La question de savoir si ces nouvelles découvertes apportent une réponse à cette question dépend de la manière dont on considère le feu et la chasse, explique Matthew Tocheri, explorateur National Geographic, anthropologue à l'université Lakehead et coauteur de l'étude. Il ajoute que si les scientifiques considèrent le feu et la chasse comme faisant partie des outils de l'Homo erectus, une idée qui fait encore l'objet de débats, ces nouveaux résultats affaiblissent cet argument. 

Michael Petraglia met en garde contre une interprétation définitive de cette histoire de l'ascendance, soulignant qu'elle reste en suspens. 

 

LES HOBBITS ÉTAIENT UN PEUPLE ROBUSTE

Lorsque le hobbit a été mis au jour pour la première fois, sa découverte a amené les scientifiques à envisager que de petits cerveaux aient pu être capables de grandes choses au cours de l'évolution humaine.
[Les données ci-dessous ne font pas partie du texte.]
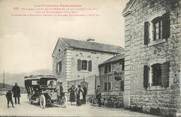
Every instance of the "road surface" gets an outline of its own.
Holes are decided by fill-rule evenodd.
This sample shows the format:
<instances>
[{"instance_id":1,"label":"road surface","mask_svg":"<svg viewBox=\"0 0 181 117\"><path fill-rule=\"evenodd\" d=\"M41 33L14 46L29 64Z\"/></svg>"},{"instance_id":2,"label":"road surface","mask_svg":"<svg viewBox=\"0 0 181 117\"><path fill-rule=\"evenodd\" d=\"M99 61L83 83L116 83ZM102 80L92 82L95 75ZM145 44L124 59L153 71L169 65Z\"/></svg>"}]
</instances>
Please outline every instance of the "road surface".
<instances>
[{"instance_id":1,"label":"road surface","mask_svg":"<svg viewBox=\"0 0 181 117\"><path fill-rule=\"evenodd\" d=\"M39 105L28 103L26 95L22 95L21 104L15 105L15 108L7 108L5 96L0 96L0 116L121 116L121 117L156 117L154 115L143 114L124 110L122 108L105 108L91 106L90 104L77 107L67 104L66 108L47 107L41 109Z\"/></svg>"}]
</instances>

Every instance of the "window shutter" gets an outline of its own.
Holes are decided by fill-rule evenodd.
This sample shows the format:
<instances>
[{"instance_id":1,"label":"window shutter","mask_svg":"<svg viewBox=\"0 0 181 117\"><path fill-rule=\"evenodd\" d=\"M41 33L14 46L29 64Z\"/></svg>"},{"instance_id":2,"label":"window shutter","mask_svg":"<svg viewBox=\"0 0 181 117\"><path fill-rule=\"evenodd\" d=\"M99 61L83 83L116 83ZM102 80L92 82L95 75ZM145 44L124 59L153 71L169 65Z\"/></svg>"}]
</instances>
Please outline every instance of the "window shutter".
<instances>
[{"instance_id":1,"label":"window shutter","mask_svg":"<svg viewBox=\"0 0 181 117\"><path fill-rule=\"evenodd\" d=\"M88 62L88 70L89 71L92 71L92 61L90 60L89 62Z\"/></svg>"},{"instance_id":2,"label":"window shutter","mask_svg":"<svg viewBox=\"0 0 181 117\"><path fill-rule=\"evenodd\" d=\"M149 71L150 71L150 68L149 66L145 65L144 66L144 79L143 79L143 86L145 89L148 88L148 81L149 81Z\"/></svg>"},{"instance_id":3,"label":"window shutter","mask_svg":"<svg viewBox=\"0 0 181 117\"><path fill-rule=\"evenodd\" d=\"M124 80L121 80L121 91L124 91Z\"/></svg>"},{"instance_id":4,"label":"window shutter","mask_svg":"<svg viewBox=\"0 0 181 117\"><path fill-rule=\"evenodd\" d=\"M170 62L165 62L161 65L161 72L162 72L162 86L164 88L169 87L169 67L170 67Z\"/></svg>"},{"instance_id":5,"label":"window shutter","mask_svg":"<svg viewBox=\"0 0 181 117\"><path fill-rule=\"evenodd\" d=\"M149 22L144 23L144 45L149 43Z\"/></svg>"},{"instance_id":6,"label":"window shutter","mask_svg":"<svg viewBox=\"0 0 181 117\"><path fill-rule=\"evenodd\" d=\"M165 13L162 16L162 37L163 39L168 39L170 36L170 14Z\"/></svg>"},{"instance_id":7,"label":"window shutter","mask_svg":"<svg viewBox=\"0 0 181 117\"><path fill-rule=\"evenodd\" d=\"M108 91L111 90L111 82L108 82Z\"/></svg>"},{"instance_id":8,"label":"window shutter","mask_svg":"<svg viewBox=\"0 0 181 117\"><path fill-rule=\"evenodd\" d=\"M107 91L107 82L104 83L104 91Z\"/></svg>"},{"instance_id":9,"label":"window shutter","mask_svg":"<svg viewBox=\"0 0 181 117\"><path fill-rule=\"evenodd\" d=\"M56 73L58 73L58 63L56 63Z\"/></svg>"},{"instance_id":10,"label":"window shutter","mask_svg":"<svg viewBox=\"0 0 181 117\"><path fill-rule=\"evenodd\" d=\"M82 62L80 59L77 60L77 70L80 71L82 68Z\"/></svg>"}]
</instances>

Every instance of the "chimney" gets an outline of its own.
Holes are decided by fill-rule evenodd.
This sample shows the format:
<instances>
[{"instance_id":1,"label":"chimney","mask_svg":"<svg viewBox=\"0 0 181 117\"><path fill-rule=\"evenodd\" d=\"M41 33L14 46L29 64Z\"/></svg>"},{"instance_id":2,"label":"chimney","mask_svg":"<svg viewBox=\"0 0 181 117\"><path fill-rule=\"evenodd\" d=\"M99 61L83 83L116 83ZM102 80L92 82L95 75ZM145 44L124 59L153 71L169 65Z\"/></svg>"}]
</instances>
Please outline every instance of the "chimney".
<instances>
[{"instance_id":1,"label":"chimney","mask_svg":"<svg viewBox=\"0 0 181 117\"><path fill-rule=\"evenodd\" d=\"M94 42L95 39L88 38L86 41L87 41L87 42Z\"/></svg>"}]
</instances>

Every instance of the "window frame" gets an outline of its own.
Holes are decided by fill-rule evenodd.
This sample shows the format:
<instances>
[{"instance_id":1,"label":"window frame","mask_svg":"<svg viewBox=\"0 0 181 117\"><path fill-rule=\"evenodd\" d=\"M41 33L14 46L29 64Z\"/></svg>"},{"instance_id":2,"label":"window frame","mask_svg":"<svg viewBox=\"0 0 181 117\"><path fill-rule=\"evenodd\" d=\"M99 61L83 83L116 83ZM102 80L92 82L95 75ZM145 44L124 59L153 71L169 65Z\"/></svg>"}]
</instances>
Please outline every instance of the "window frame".
<instances>
[{"instance_id":1,"label":"window frame","mask_svg":"<svg viewBox=\"0 0 181 117\"><path fill-rule=\"evenodd\" d=\"M157 14L155 15L152 15L151 18L149 18L147 21L144 22L144 25L145 23L147 22L149 24L149 26L147 27L147 33L145 33L145 28L144 28L144 45L147 45L147 46L152 46L152 45L156 45L156 44L159 44L159 43L164 43L166 42L167 38L170 37L170 21L169 21L169 36L165 37L164 34L167 32L164 28L164 24L163 22L165 22L165 15L168 14L168 17L170 17L170 14L169 12L167 11L161 11L161 12L158 12ZM166 18L168 18L166 17ZM170 18L169 18L170 20ZM159 23L159 29L156 30L155 28L155 24L156 23ZM158 36L156 36L156 33L158 31ZM147 34L147 35L145 35ZM147 37L148 36L148 37ZM158 37L158 38L157 38ZM147 41L147 42L145 42Z\"/></svg>"},{"instance_id":2,"label":"window frame","mask_svg":"<svg viewBox=\"0 0 181 117\"><path fill-rule=\"evenodd\" d=\"M147 65L147 66L149 66L149 77L148 77L148 88L147 88L148 90L164 90L165 89L162 86L162 84L160 84L160 85L153 85L153 83L152 83L152 80L153 80L153 77L152 77L153 70L152 70L151 66L154 65L154 64L163 65L166 62L170 62L170 61L166 61L166 59L157 59L155 61L153 61L153 60L150 61L149 62L150 64ZM162 75L161 75L161 77L162 77ZM169 78L170 78L170 76L169 76ZM160 79L160 80L162 80L162 79ZM169 83L168 87L170 87L170 83Z\"/></svg>"},{"instance_id":3,"label":"window frame","mask_svg":"<svg viewBox=\"0 0 181 117\"><path fill-rule=\"evenodd\" d=\"M56 64L56 73L60 74L61 72L62 72L62 61L59 61Z\"/></svg>"}]
</instances>

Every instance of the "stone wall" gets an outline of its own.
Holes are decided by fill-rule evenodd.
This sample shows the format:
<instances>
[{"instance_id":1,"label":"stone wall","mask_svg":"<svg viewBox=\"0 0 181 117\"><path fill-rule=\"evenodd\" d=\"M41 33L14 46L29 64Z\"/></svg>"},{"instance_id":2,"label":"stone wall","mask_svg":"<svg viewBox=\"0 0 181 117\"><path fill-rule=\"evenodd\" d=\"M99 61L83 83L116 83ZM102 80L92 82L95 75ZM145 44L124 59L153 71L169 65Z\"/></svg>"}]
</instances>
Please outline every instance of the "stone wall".
<instances>
[{"instance_id":1,"label":"stone wall","mask_svg":"<svg viewBox=\"0 0 181 117\"><path fill-rule=\"evenodd\" d=\"M180 106L181 1L136 0L125 15L125 92L124 105L144 112L174 115ZM144 45L144 22L170 12L170 37L157 45ZM160 60L170 61L169 87L143 87L143 66ZM169 111L167 111L169 110Z\"/></svg>"}]
</instances>

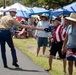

Depuis, des chercheurs en Afrique du Sud, par exemple, ont avancé, de manière controversée, qu'une autre espèce dotée d'un petit cerveau, Homo naledi, s'était comportée de façon avancée. 

Cependant, avec cette nouvelle analyse de la chasse, peut-être nous « éloignons-nous des récits comportementaux surprenants », explique Michael Petraglia, ce qui serait « plus cohérent avec ce que nous savons des hominidés à petit cerveau ». 

Plutôt que de se demander quelle capacité cérébrale est nécessaire à certains comportements, les scientifiques devraient peut-être se demander de quelle capacité cérébrale une espèce a besoin pour simplement survivre. Après tout, les hobbits ont été l'une des dernières espèces humaines à survivre avant que nous, Homo sapiens, ne devenions la seule espèce restante. 

« Malgré tout ce que cette nouvelle image leur enlève, les hobbits ont su s'adapter », indique Michael Petraglia, soulignant qu'ils ont réussi à survivre à « des environnements changeants et à des circonstances difficiles » pendant près d'un million d'années sur l'île, soit bien plus longtemps que la présence de l'Homo sapiens sur Terre. 

Elizabeth Grace Veatch partage cet avis. « Le fait qu'ils aient survécu, isolés sur une île, jusqu'à il y a 50 000 ans sans avoir besoin de chasser ou d'utiliser le feu pour survivre en dit long », affirme-t-elle. Elle estime que cela témoigne de leur adaptation exceptionnelle à leur coin particulier du monde. 

Après tout, même si les véritables hobbits ne sont peut-être pas les héros de cette histoire, ils semblaient tout de même s'y connaître un peu en matière de cohabitation avec les dragons. 

Cet article a initialement paru sur le site nationalgeographic.com en langue anglaise.